In recent years, image-to-image translation (I2IT) has been widely used in a number of domains, including style transfer, image restoration, dehazing, super-resolution reconstruction, and more. Achieving precise transformations between the original area S and the goal area T is the aim of I2IT. This is done while ensuring the preservation of the fundamental content from the source domain in the transformation. One common task in the field of style transfer involves converting horse images into zebra images.
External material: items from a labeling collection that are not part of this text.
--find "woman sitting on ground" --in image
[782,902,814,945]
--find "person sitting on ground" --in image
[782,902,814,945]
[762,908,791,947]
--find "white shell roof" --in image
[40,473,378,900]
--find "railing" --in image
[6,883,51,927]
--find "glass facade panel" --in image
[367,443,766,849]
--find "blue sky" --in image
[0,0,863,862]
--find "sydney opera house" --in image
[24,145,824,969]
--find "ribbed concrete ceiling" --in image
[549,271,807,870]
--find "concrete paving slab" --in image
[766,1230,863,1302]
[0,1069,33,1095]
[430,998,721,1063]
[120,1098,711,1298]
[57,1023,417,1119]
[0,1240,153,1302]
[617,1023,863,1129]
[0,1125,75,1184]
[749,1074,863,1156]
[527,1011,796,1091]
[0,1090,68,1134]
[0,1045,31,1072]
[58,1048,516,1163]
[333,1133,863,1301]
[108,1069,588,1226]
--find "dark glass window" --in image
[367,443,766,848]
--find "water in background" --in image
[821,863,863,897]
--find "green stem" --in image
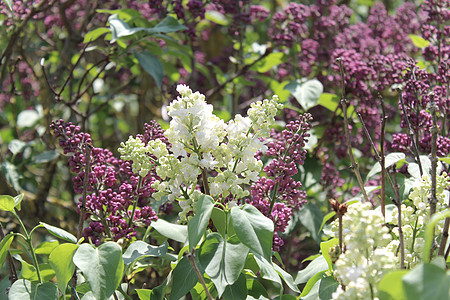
[12,211,43,283]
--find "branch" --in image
[336,58,369,202]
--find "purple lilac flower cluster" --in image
[51,120,163,245]
[248,113,312,251]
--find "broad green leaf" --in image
[320,238,339,271]
[378,270,409,300]
[231,204,274,261]
[122,241,167,266]
[284,79,323,111]
[169,256,200,300]
[188,195,214,251]
[83,27,111,44]
[151,219,188,243]
[423,209,450,263]
[20,260,56,282]
[134,50,164,88]
[205,10,229,26]
[48,243,78,293]
[254,254,282,286]
[252,52,284,73]
[366,152,406,181]
[9,279,58,300]
[211,207,227,237]
[300,274,339,300]
[73,242,124,299]
[0,195,16,211]
[319,211,336,231]
[222,273,247,300]
[198,232,249,297]
[408,34,430,49]
[272,263,300,293]
[40,222,77,243]
[33,150,59,164]
[402,263,450,300]
[300,271,326,298]
[295,255,328,284]
[0,233,14,268]
[298,202,323,243]
[150,16,187,33]
[136,277,168,300]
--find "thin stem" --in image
[430,100,439,217]
[77,144,91,240]
[338,214,345,253]
[398,90,423,177]
[201,168,209,195]
[380,96,387,220]
[187,249,213,300]
[0,223,19,284]
[336,58,369,202]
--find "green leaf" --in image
[319,211,336,231]
[198,232,249,297]
[211,207,227,237]
[73,242,124,299]
[402,263,450,300]
[40,222,77,244]
[48,244,78,294]
[254,254,281,286]
[408,34,430,49]
[423,209,450,263]
[122,241,167,266]
[134,50,164,88]
[3,0,13,11]
[188,195,214,251]
[20,260,56,282]
[272,263,300,293]
[222,273,247,300]
[205,10,230,26]
[151,219,188,243]
[295,255,328,284]
[231,204,274,261]
[251,52,284,73]
[83,27,111,44]
[300,271,326,297]
[366,152,406,181]
[378,270,409,300]
[33,150,59,164]
[320,238,339,271]
[0,233,14,268]
[300,274,339,300]
[150,16,188,33]
[298,202,323,243]
[284,79,323,110]
[0,195,16,211]
[9,279,58,300]
[169,256,200,300]
[34,241,59,255]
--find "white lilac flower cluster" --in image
[332,202,397,300]
[120,85,283,222]
[387,173,450,268]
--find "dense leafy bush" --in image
[0,0,450,299]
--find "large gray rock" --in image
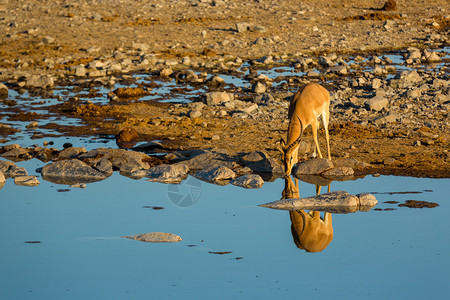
[2,147,30,158]
[142,163,189,183]
[241,151,284,174]
[59,147,87,158]
[293,158,334,177]
[122,232,183,243]
[14,175,39,186]
[194,166,236,182]
[42,159,108,184]
[364,95,389,111]
[204,92,234,105]
[230,174,264,189]
[26,75,54,88]
[260,191,378,213]
[78,148,150,174]
[179,151,238,170]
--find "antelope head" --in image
[277,116,303,177]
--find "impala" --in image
[279,83,331,176]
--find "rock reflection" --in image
[281,176,333,252]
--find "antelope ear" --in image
[275,139,284,155]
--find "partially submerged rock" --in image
[142,164,189,183]
[260,191,378,213]
[122,232,183,243]
[14,175,40,186]
[293,158,334,176]
[241,151,284,174]
[194,166,236,182]
[230,174,264,189]
[0,160,28,178]
[42,159,108,184]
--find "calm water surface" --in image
[0,160,450,299]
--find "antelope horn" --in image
[286,116,303,152]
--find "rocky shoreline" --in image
[0,1,450,177]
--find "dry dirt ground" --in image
[0,0,450,177]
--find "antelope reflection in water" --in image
[281,176,333,252]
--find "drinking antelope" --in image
[279,83,331,176]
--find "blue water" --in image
[0,160,450,299]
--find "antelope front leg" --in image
[311,120,322,158]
The objective of this transfer is to convert an image of a horse to a zebra while preserving the original image’s background and structures.
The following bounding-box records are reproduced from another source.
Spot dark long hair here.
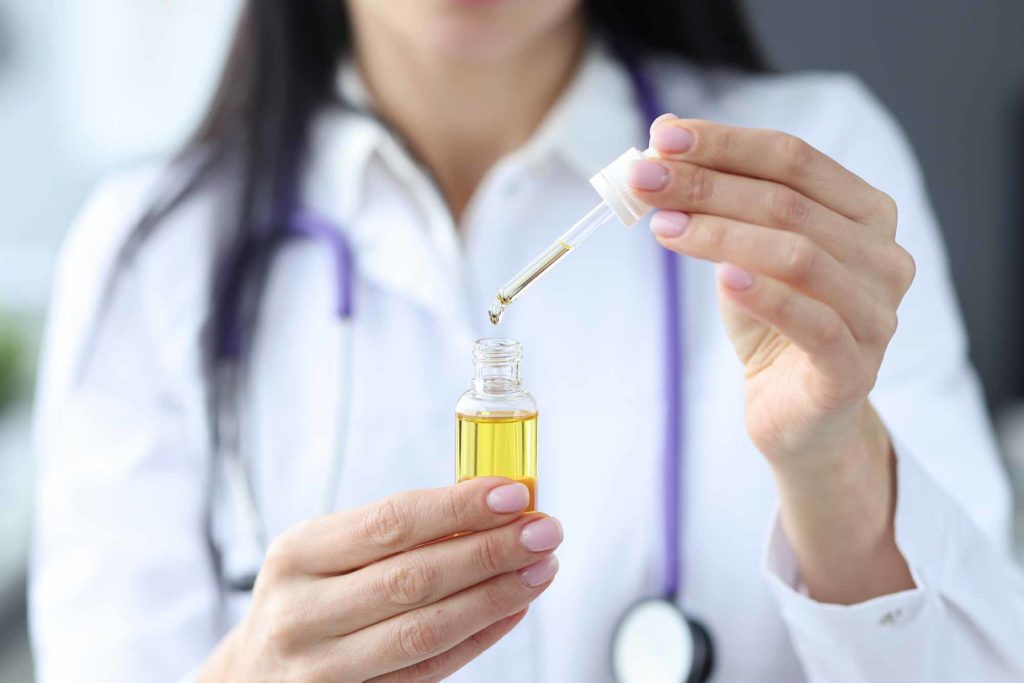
[126,0,764,440]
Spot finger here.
[261,477,529,574]
[651,119,892,222]
[650,212,895,343]
[717,263,861,387]
[630,159,864,263]
[372,609,526,683]
[332,555,558,680]
[315,514,562,636]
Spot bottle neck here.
[472,339,523,397]
[473,362,522,396]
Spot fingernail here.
[630,160,669,191]
[650,126,693,155]
[648,114,679,133]
[519,517,562,553]
[650,211,690,238]
[519,555,558,588]
[487,482,529,514]
[716,263,754,292]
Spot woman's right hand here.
[193,477,562,683]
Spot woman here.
[32,0,1024,681]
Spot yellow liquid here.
[455,412,537,510]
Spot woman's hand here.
[194,477,562,683]
[631,116,914,602]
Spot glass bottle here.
[455,339,537,510]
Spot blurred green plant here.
[0,318,29,413]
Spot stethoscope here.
[210,48,714,683]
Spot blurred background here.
[0,0,1024,683]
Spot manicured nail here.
[650,211,690,238]
[519,555,558,588]
[650,126,694,155]
[630,160,669,191]
[487,482,529,514]
[715,263,754,292]
[519,517,562,553]
[648,114,679,133]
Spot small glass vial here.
[455,339,537,510]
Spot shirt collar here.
[523,41,647,178]
[318,40,647,210]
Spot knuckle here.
[693,218,728,254]
[877,190,899,227]
[817,313,845,347]
[482,581,512,616]
[391,612,444,659]
[383,560,440,607]
[409,656,445,681]
[878,308,899,342]
[476,533,506,574]
[700,127,732,159]
[894,245,918,294]
[778,133,814,177]
[684,165,715,205]
[767,185,809,227]
[783,237,818,283]
[362,496,409,552]
[264,600,300,654]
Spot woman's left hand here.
[631,116,914,602]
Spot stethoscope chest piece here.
[611,598,714,683]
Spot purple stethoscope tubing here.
[272,55,685,602]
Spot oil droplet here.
[487,299,505,325]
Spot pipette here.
[487,147,656,325]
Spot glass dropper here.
[487,202,615,325]
[487,147,656,325]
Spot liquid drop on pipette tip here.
[487,299,505,325]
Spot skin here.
[633,115,914,604]
[200,477,561,683]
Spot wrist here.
[772,401,913,603]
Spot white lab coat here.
[31,49,1024,683]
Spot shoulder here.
[45,156,222,395]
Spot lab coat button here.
[879,609,903,626]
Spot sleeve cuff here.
[764,438,946,647]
CycleGAN [1], 1D Cycle-GAN [2], and AttenCGAN [3] address unique challenges by incorporating the concept of combining Generative Adversarial Networks (GAN) with cycle consistency. These approaches aim to constrain and improve the resemblance between artificially generated images and actual images. However, cycle consistency [1] can lead to distorted generated images. In order to generate more vibrant images, CUT [4], RRUIT [5], and SRC [6] attempt to reduce the constraints of cycle consistency [1]. CUT [4] introduces the method of block contrastive learning. With the goal to efficiently use the properties of the generator’s input and output domains for contrastive learning, this strategy suggests maximising the mutual information between input and output blocks. By imposing constraints on the features from the same position using the encoder, it ensures the preservation of important content in the source domain, thus leading to an improvement in the quality of image translation.

Nevertheless, CUT [4] lacks the capability to differentiate the effectiveness of negative samples, leading to a high level of randomness in the translation process. Qs-Attn [7] emphasizes the importance of features with significant information in cross-domain translation and considers the relationship between contrastive blocks and surrounding features. Although Qs-Attn [7] achieves feature extraction from both global contextual and local information aspects of images, it fails to account for the details and overall texture of multi-layer features in a single image, resulting in blurred edge features in the generated images. MCL [8] proposes to enhance the discriminator by applying contrastive loss constraint on the output layer features of the discriminator. However, it does not consider the overfitting issue of the generator and embedding blocks.

This paper leverages the advantages of contrastive learning and proposes a fusion multi-attention bidirectional contrastive learning method to enhance the details and textures of the image. The workflow is illustrated in Fig 1. Firstly, MabCUT establishes independent embedding blocks for the source and destination domains. In these blocks, the encoding layer adopts the architecture of depthwise separable convolutions. The models are trained simultaneously from both directions, effectively avoiding overfitting and improving model stability. Then, use pixel-level global and local attention extractors to query the multi-level features of a single image. One way to gauge the significance of traits is via entropy [9]. By calculating the entropy of the attention extractor, important multi-level feature blocks are extracted and the loss is computed through contrastive learning. Simultaneously, depthwise separable convolutions is used in the generator’s architecture to further increase model efficiency and improve the model’s generalization ability.

thumbnail
Fig 1. Example of the workflow for the MabCUT method.

Train and generate images from both the ST and TS directions, extract features using independent embedding blocks, and perform contrastive learning by querying key points with the attention extractor.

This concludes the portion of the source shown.